In response to this gap and in order to be more accountable and transparent, Correctional Service of Canada (CSC) started publishing an Annual Report on Deaths in Federal Custody in 2015 . Their reports provide federal information on cause of death, gender, ethnicity, age, offender security level, sentence length, time served, major offence, etc. Unfortunately, however, Canada still lags behind other countries such as Australia, the United Kingdom, and the United States  in collecting detailed national data on the causes and surrounding circumstances of in-custody deaths. In Australia, for example, the National Deaths in Custody Program (NDICP) is responsible for monitoring the extent and nature of deaths in police, prison, and juvenile custody since 1980 . The Australian Institute of Criminology (AIC) has coordinated the NDICP since its establishment. No other country has consistently collected similar or as extensive data over such an extended period of time. Approximately 60 different pieces of information relating to the circumstances and characteristics of each death are collected through NDICP datacollection forms.
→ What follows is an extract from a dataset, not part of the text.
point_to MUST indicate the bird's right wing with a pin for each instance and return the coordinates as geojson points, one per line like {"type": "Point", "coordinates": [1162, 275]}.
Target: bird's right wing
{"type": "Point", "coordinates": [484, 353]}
In conclusion, it is proposed that Canada establishes a national database that compiles comprehensive information on the causes and surrounding circumstances of in-custody deaths. Along these lines, efforts need to be undertaken to develop uniform reporting procedures and which include key known risk factors to ensure that data collection is consistent across the country. Without such reliable data, it is impossible to determine if there are any trends or patterns in incustody deaths. Analysis of these trends and patterns will assist in developing intervention and prevention policies. Establishing a national database will also go a long way to reducing the risk of secondary victimization by the victim.